Sherlock: Self-Correcting Reasoning in Vision-Language Models

TL;DR

Sherlock tackles the fragility and data demands of reasoning in vision-language models by introducing trajectory-level self-correction and self-improvement. Built on Llama3.2-Vision-11B-Instruct, it uses a 3-stage training pipeline (SFT cold-start, offline trajectory-level preference training with visual perturbations and a dynamic $\beta$, and online self-generated data) and achieves state-of-the-art results across eight multimodal benchmarks with only 20k annotated samples. It demonstrates that self-correction can be leveraged to both improve direct reasoning and enable continual self-improvement without external supervision, and that inference-time scaling with verifiers further boosts efficiency. The work suggests a generalizable path toward data-efficient, domain-robust reasoning in multimodal models by tightly coupling correction signals with preference-based learning.

Abstract

Reasoning Vision-Language Models (VLMs) have shown promising performance on complex multimodal tasks. However, they still face significant challenges: they are highly sensitive to reasoning errors, require large volumes of annotated data or accurate verifiers, and struggle to generalize beyond specific domains. To address these limitations, we explore self-correction as a strategy to enhance reasoning VLMs. We first conduct an in-depth analysis of reasoning VLMs' self-correction abilities and identify key gaps. Based on our findings, we introduce Sherlock, a self-correction and self-improvement training framework. Sherlock introduces a trajectory-level self-correction objective, a preference data construction method based on visual perturbation, and a dynamic $β$ for preference tuning. Once the model acquires self-correction capabilities using only 20k randomly sampled annotated data, it continues to self-improve without external supervision.
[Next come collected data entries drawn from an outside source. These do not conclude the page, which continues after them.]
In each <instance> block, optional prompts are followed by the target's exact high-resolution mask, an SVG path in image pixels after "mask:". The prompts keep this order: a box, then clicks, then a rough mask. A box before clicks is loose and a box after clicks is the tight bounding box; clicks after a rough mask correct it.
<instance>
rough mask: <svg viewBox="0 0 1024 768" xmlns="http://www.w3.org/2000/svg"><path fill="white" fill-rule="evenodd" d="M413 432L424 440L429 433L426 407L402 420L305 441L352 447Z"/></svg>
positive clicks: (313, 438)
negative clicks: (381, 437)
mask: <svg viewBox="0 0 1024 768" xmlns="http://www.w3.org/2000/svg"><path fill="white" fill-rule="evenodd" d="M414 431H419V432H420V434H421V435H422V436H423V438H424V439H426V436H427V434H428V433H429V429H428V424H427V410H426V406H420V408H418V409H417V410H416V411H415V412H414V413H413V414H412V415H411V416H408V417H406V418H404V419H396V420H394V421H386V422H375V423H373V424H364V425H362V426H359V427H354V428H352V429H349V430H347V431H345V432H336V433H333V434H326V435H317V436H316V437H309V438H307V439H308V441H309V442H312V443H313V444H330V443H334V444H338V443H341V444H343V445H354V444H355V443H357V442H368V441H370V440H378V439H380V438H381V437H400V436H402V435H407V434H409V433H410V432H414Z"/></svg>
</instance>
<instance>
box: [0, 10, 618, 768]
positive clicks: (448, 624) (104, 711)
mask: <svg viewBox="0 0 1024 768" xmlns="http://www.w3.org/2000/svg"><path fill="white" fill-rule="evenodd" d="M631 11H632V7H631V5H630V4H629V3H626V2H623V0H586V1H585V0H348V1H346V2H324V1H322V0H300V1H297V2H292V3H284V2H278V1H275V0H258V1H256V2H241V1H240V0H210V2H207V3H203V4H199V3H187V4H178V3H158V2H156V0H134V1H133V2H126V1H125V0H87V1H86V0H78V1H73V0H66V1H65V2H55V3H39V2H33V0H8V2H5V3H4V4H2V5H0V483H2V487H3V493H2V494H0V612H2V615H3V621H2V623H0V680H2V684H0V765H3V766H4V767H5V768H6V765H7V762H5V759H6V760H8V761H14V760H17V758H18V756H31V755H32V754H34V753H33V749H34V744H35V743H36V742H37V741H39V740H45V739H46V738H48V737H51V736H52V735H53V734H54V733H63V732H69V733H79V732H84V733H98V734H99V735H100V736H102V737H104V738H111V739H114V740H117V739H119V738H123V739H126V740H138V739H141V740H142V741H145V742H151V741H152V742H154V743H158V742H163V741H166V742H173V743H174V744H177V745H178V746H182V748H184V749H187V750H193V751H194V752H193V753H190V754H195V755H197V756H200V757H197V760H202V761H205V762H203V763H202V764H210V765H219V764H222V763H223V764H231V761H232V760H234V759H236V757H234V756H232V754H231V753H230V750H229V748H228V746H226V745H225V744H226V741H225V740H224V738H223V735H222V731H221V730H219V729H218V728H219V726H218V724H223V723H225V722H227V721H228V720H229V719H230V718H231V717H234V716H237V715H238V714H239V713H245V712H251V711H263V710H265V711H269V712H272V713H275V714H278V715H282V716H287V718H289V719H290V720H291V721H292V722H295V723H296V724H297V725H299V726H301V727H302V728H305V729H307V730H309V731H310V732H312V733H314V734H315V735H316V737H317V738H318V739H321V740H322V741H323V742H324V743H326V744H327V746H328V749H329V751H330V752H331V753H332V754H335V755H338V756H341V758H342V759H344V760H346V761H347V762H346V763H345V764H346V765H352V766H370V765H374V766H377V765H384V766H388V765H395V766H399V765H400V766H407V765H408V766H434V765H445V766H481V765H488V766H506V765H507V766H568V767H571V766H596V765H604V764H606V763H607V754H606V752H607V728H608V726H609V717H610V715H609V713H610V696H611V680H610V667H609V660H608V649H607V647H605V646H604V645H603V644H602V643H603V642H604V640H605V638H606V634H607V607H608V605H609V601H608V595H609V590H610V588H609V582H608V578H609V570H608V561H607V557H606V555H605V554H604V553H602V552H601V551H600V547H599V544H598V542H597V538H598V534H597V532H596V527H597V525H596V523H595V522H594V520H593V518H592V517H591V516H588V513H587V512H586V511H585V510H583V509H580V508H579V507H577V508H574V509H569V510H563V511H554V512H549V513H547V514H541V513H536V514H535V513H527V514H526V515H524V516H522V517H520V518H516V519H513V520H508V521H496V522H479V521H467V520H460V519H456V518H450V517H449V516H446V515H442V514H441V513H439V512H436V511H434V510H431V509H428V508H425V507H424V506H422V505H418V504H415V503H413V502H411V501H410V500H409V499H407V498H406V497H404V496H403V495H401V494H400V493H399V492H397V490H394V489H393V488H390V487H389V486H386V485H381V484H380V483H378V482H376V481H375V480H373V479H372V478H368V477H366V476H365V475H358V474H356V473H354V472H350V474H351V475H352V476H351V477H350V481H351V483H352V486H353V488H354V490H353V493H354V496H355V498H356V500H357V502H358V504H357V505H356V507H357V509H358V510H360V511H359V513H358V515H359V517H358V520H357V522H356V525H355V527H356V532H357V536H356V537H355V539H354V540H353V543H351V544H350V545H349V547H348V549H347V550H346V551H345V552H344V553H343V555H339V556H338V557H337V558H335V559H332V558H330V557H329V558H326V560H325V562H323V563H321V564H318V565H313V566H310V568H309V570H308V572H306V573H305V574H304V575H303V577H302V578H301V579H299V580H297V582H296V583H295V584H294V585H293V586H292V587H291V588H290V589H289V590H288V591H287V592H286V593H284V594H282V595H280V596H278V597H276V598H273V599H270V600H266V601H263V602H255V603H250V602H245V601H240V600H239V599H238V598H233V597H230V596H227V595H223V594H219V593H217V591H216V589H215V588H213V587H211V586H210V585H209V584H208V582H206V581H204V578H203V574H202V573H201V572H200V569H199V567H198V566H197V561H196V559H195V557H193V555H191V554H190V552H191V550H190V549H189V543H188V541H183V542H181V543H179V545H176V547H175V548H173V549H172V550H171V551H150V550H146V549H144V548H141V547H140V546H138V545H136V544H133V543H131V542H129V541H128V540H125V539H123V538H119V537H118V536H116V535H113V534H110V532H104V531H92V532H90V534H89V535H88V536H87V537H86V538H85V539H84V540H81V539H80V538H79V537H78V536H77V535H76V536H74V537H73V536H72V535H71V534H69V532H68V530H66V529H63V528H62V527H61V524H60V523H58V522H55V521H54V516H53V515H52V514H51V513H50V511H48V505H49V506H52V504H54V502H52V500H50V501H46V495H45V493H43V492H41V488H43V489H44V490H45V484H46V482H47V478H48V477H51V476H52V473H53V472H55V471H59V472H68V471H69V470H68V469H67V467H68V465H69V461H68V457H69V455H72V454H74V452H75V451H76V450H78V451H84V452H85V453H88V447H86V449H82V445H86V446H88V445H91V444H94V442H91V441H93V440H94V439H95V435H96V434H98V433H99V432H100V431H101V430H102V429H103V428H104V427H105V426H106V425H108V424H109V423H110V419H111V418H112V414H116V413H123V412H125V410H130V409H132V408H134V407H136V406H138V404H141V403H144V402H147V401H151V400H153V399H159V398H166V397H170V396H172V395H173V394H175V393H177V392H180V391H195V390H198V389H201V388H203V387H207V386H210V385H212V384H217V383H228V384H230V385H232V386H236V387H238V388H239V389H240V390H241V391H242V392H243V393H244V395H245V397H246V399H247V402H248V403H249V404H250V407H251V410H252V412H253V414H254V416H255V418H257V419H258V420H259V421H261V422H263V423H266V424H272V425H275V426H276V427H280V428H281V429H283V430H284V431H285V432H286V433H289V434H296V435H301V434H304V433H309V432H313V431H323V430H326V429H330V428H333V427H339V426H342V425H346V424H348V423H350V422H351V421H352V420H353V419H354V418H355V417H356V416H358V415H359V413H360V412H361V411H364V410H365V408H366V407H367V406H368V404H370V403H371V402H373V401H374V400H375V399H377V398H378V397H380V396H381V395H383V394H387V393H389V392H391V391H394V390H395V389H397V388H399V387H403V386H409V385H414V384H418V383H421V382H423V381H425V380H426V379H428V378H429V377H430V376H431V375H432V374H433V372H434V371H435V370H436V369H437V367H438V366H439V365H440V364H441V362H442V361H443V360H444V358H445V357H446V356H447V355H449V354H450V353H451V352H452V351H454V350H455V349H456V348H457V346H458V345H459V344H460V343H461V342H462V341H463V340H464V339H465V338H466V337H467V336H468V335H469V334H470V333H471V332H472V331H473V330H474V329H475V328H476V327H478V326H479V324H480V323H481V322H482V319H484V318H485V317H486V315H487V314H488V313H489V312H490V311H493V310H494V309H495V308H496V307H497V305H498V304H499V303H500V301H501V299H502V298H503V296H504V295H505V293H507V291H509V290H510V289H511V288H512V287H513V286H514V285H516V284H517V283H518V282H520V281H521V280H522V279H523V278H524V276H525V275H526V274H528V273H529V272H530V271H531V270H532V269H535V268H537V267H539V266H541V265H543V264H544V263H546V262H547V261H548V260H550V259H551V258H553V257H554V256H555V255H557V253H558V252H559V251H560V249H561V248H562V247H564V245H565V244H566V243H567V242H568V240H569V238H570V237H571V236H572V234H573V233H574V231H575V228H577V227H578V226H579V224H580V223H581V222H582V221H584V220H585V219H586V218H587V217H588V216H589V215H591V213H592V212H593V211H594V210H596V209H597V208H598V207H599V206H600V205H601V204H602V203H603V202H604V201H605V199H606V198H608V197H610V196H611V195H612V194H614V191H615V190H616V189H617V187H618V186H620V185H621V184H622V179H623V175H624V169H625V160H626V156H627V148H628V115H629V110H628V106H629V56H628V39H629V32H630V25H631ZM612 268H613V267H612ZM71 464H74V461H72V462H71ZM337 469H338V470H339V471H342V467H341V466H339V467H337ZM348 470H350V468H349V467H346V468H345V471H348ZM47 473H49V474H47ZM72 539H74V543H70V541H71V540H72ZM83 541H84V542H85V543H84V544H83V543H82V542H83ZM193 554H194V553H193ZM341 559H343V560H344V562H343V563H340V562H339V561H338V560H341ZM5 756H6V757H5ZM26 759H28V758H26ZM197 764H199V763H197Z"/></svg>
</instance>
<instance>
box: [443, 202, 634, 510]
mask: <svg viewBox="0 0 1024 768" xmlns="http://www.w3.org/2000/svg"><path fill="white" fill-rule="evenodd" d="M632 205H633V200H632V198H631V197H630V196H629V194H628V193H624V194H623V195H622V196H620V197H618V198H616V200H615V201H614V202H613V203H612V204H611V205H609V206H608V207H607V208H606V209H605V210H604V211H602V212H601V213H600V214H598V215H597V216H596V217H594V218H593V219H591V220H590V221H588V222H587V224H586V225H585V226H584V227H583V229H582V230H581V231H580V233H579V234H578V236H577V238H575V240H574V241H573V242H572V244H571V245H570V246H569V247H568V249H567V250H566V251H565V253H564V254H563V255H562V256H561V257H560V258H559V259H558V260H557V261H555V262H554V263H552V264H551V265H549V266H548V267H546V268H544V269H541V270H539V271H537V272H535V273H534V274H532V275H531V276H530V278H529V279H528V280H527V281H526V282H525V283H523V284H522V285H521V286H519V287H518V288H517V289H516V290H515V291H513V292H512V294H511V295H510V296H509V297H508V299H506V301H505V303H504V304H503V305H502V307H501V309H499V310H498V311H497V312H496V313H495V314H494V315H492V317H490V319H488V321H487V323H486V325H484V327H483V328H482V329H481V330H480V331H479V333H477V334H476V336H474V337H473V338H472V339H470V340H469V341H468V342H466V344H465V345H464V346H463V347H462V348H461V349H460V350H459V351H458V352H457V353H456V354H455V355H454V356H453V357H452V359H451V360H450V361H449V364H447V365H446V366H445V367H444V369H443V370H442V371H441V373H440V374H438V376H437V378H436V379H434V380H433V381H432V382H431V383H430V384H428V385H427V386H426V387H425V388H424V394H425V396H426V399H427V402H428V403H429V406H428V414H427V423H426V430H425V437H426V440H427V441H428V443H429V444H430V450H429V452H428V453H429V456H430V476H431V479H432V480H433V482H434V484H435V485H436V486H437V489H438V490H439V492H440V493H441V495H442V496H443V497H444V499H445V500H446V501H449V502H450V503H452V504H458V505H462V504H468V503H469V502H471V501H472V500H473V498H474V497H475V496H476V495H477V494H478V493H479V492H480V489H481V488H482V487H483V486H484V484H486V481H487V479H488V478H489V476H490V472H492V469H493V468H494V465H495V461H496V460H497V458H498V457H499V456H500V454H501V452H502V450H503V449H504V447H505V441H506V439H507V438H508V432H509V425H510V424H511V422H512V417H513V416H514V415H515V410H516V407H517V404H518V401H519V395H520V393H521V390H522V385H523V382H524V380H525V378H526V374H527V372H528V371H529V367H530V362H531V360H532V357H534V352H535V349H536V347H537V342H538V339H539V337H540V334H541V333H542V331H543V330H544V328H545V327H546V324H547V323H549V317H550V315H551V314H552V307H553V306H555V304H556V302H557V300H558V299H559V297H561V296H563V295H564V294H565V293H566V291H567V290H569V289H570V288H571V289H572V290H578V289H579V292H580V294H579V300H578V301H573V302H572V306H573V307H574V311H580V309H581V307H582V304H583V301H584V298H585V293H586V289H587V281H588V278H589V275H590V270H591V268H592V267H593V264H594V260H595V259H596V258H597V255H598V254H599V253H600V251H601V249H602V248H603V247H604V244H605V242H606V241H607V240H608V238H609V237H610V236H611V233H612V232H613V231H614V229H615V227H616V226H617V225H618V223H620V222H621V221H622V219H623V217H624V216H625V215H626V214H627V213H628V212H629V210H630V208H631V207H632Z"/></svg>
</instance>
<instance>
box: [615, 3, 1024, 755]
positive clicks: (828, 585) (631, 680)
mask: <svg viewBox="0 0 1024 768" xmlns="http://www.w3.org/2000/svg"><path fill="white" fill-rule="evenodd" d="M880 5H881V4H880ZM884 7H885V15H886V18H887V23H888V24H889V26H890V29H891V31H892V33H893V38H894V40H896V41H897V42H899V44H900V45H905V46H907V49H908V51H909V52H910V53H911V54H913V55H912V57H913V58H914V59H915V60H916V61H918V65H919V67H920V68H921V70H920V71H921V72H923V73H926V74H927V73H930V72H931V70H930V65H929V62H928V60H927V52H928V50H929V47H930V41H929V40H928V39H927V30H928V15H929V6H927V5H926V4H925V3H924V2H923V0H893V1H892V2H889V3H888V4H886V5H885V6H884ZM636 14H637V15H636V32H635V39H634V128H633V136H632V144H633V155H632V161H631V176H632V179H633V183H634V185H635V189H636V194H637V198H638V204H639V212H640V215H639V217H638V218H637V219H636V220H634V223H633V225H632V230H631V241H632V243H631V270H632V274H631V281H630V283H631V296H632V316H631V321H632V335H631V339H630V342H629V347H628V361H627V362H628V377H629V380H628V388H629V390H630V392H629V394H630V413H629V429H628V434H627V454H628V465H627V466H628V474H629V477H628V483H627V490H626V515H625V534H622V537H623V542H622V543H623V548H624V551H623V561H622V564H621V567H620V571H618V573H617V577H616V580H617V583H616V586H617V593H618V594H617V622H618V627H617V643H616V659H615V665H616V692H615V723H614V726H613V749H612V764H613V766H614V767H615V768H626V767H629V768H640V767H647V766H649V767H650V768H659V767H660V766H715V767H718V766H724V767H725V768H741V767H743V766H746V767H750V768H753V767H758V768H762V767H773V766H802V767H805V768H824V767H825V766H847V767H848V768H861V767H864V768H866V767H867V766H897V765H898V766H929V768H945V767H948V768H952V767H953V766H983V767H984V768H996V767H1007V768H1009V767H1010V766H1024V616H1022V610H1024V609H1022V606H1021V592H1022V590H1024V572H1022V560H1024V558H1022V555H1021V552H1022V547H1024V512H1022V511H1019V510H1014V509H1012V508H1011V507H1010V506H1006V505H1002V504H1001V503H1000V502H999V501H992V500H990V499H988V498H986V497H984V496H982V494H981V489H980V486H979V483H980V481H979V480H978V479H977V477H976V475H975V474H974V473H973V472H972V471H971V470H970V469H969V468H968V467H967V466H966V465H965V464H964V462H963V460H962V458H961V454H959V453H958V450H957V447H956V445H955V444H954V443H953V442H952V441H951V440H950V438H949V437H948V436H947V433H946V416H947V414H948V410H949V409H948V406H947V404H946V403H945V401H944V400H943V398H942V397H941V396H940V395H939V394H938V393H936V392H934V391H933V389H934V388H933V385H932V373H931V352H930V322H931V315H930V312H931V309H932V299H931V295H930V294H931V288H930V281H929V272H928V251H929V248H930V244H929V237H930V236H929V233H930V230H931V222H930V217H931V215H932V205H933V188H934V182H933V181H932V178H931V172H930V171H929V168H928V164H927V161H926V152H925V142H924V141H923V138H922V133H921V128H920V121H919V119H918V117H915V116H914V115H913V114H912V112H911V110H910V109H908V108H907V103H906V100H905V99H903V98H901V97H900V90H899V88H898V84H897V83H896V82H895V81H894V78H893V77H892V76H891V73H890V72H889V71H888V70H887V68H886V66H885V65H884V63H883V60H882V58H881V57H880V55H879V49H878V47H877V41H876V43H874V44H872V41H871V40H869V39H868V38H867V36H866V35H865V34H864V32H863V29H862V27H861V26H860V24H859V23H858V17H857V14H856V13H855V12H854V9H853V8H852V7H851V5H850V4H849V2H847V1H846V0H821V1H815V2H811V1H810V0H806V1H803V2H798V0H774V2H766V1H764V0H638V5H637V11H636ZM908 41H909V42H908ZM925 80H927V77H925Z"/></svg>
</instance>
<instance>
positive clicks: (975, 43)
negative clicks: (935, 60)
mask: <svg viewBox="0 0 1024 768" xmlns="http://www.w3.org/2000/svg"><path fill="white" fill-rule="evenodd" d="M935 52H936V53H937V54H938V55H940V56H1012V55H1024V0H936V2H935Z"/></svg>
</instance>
Built on the Llama3.2-Vision-11B model, Sherlock achieves remarkable results across eight benchmarks, reaching an average accuracy of 64.1 with direct generation and 65.4 after self-correction. It outperforms LLaVA-CoT (63.2), Mulberry (63.9), and LlamaV-o1 (63.4) while using less than 20% of the annotated data.

Figures (7)

• Figure 1: Example of Sherlock's self-correction ability. The direct generation contains errors that cause the trajectory to deviate from the correct path and result in an incorrect answer. Sherlock successfully corrects the previous response and obtains the correct answer.
• Figure 2: Left: Overview of experimental settings for self-correction analysis. Blue block illustrates the Modified One Step process using Qwen2.5-7B-Instruct yang2024qwen2, while Green block represents two correction strategies applied to direct generations: external critique-based correction and self-correction prompt. Right: Reasoning performance of LLaVA-CoT xu2024llava and VL-Rethinker wang2025vl under different settings, evaluated on MMStar chen2024we and MathVista lu2023mathvista.
• Figure 3: Training pipeline of Sherlock, including: (Left) SFT cold-start stage, (Middle) offline preference training, and (Right) online iterative self-improvement. In the SFT and offline stages, we randomly sample 10k $\mathcal{D}_A$ and 10k $\mathcal{D}_B$ with ground truth from the 100k LLaVA-CoT xu2024llava dataset as supervision. During the online stage, each iteration samples only 5k unlabeled inputs, from which a self-constructed and self-labeled dataset is built using the selection rule illustrated in the (Right) part.
• Figure 4: Average accuracy across 8 benchmarks for ablation settings. w/ i=1 indicates that the objective in Eq. \ref{['eq:sc_loss']} performs self-correction on the entire response instead of trajectory-level.
• Figure 5: Values of dynamic $\beta$ under different truncation steps $i$ and visual perturbation levels $\epsilon$.